= Qian Gang =

Chinese writer and journalist

Qian Gang (钱钢 (Qián Gāng); born 11 August 1953) is a Chinese non-fiction writer and journalist from Hangzhou in Zhejiang Province, China who over four decades has written hundreds of articles and dozens of books.

==Life==
In 1969 Qian joined the People's Liberation Army and was stationed in Shanghai, where he served as an officer and a reporter for the PLA Daily. In 1976 Qian took part in the relief effort following the 1976 Tangshan earthquake, an event that deeply affected him and the subject of many of his later works. Since 1979 he has been a member of China Association of Journalists, including serving as its director. He was also involved in the founding of the periodicals China Disaster Report (中国减灾报), Life Week (三联生活周刊), and the CCTV program News Probe (新闻调查). In 1984 Gang enrolled in the People's Liberation Army College of Art in Beijing and upon graduation in 1986 he became a journalist at the PLA Daily. From 1998 to 2001 he served as deputy editor of the Guangzhou-based newspaper Southern Weekend.
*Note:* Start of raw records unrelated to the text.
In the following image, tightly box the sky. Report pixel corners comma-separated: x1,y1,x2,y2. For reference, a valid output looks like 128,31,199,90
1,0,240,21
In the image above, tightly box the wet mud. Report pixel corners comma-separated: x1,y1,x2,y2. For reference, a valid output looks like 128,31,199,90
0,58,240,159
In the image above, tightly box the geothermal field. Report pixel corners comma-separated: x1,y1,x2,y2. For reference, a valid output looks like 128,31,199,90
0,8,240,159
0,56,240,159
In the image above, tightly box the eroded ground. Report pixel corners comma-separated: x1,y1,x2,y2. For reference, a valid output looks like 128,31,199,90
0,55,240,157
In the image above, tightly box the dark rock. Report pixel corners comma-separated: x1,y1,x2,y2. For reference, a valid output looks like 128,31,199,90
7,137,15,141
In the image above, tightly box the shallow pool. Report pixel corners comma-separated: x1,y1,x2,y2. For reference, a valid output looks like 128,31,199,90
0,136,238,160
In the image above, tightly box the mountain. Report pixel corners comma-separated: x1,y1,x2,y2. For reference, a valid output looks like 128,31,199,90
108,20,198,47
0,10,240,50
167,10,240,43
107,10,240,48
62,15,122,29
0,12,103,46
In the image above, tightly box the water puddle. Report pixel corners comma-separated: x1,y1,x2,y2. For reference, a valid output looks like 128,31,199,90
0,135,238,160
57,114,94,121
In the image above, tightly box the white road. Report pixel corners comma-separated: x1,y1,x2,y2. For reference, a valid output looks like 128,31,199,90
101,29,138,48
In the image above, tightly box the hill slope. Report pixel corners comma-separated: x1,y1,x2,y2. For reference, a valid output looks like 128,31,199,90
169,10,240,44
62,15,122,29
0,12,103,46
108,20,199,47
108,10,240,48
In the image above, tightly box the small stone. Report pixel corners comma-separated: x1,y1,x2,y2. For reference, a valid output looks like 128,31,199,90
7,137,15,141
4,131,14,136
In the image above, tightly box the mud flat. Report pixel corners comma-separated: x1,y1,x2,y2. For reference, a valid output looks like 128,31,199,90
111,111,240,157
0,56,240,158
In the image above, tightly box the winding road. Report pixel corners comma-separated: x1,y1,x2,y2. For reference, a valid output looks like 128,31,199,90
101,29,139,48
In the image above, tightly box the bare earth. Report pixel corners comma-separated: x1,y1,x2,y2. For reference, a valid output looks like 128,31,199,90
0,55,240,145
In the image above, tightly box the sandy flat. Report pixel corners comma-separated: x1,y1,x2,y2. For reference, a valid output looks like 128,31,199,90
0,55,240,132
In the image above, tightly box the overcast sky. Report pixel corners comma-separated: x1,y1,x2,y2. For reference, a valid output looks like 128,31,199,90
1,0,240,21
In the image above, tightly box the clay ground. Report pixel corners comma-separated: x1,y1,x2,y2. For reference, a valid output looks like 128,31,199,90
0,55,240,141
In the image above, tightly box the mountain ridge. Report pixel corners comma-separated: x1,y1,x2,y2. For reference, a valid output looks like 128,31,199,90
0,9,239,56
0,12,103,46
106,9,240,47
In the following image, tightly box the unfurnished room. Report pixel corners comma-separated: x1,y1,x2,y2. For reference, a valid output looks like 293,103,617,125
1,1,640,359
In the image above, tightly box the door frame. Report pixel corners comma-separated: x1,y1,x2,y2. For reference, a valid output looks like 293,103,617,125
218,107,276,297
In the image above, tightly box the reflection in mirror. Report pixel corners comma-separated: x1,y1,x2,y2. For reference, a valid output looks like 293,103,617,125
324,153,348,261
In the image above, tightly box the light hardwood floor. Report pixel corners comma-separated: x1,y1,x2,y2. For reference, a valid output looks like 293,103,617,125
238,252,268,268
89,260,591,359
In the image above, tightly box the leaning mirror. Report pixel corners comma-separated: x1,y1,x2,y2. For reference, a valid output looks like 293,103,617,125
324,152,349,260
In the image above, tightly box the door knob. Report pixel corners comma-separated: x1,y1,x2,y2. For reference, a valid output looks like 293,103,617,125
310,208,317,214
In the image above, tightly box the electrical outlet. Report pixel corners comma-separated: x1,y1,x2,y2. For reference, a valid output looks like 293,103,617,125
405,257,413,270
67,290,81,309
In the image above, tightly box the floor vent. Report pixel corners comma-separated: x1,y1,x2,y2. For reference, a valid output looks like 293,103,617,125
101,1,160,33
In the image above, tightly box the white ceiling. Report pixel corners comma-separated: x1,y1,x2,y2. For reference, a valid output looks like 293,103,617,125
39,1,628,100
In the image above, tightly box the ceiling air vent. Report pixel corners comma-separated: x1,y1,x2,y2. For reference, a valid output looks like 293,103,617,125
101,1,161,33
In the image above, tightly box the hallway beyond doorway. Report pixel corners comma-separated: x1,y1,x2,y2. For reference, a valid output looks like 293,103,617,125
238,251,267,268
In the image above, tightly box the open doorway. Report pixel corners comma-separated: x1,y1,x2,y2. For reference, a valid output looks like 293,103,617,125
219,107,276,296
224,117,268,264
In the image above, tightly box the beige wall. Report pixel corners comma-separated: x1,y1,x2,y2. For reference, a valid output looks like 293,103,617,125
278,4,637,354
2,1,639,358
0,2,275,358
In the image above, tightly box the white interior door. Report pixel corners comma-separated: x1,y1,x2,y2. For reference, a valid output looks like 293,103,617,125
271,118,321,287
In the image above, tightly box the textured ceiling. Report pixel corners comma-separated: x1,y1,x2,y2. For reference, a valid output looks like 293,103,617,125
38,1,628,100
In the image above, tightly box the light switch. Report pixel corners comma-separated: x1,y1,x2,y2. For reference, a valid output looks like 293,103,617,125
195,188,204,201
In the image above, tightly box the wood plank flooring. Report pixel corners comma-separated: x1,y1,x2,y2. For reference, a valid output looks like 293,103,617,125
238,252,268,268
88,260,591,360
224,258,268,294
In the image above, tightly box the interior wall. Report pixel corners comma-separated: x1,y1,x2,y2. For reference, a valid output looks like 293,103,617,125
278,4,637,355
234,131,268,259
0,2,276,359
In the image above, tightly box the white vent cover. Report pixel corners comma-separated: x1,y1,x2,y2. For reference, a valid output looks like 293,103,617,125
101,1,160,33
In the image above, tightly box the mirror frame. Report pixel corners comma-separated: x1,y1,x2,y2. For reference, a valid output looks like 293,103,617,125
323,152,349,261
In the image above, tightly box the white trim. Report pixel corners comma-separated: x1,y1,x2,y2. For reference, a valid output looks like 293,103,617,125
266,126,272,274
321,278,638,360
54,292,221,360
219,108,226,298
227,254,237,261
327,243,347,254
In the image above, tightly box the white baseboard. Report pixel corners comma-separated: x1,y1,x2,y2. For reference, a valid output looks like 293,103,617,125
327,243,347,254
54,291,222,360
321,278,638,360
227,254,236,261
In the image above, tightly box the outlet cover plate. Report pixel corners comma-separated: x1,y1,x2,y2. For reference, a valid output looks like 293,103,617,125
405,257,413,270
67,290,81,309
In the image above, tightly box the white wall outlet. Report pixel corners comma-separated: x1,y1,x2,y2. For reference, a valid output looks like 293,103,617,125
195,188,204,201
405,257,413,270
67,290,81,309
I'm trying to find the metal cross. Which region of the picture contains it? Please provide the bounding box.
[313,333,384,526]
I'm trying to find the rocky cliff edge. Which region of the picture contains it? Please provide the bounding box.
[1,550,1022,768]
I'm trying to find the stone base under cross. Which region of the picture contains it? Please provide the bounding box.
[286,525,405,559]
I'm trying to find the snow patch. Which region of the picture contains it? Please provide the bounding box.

Qian is a member of the China Writers Association. Currently he serves as Director of the China Media Project at The University of Hong Kong's Journalism and Media Studies Center and is a research fellow at Shanghai University's Peace and Development Research Center.

==Works==
From 1981 to 1984 Qian coauthored with Jiang Yonghong the "Blue Army Commander" (蓝军司令) and "Rushes to the Forefront" (奔涌的潮头), works that won the second and third prize for National Excellent Reporting. In 1986 he published "The Great Tangshan Earthquake" (唐山大地震), a work based on his university thesis. The book again won national accolades and was translated into English, Japanese, Korean, and French. Qian's other works include "Journal of the Qing American Education Mission" (大清留美幼童记), coauthored with Hu Supergrass; "The Qing Navy and Li Hongzhang" (大清海军与李鸿章), "Record of Twentieth Century Disasters in China" (二十世纪中国重灾百录), edited with Geng Qingguo eds), "Old News Reporter"(旧闻记者), "Chinese Media and Political Reform" (中国传媒与政治改革), "The Media situation in China Recorded" (中国传媒风云录), coauthored with Chen Wanying.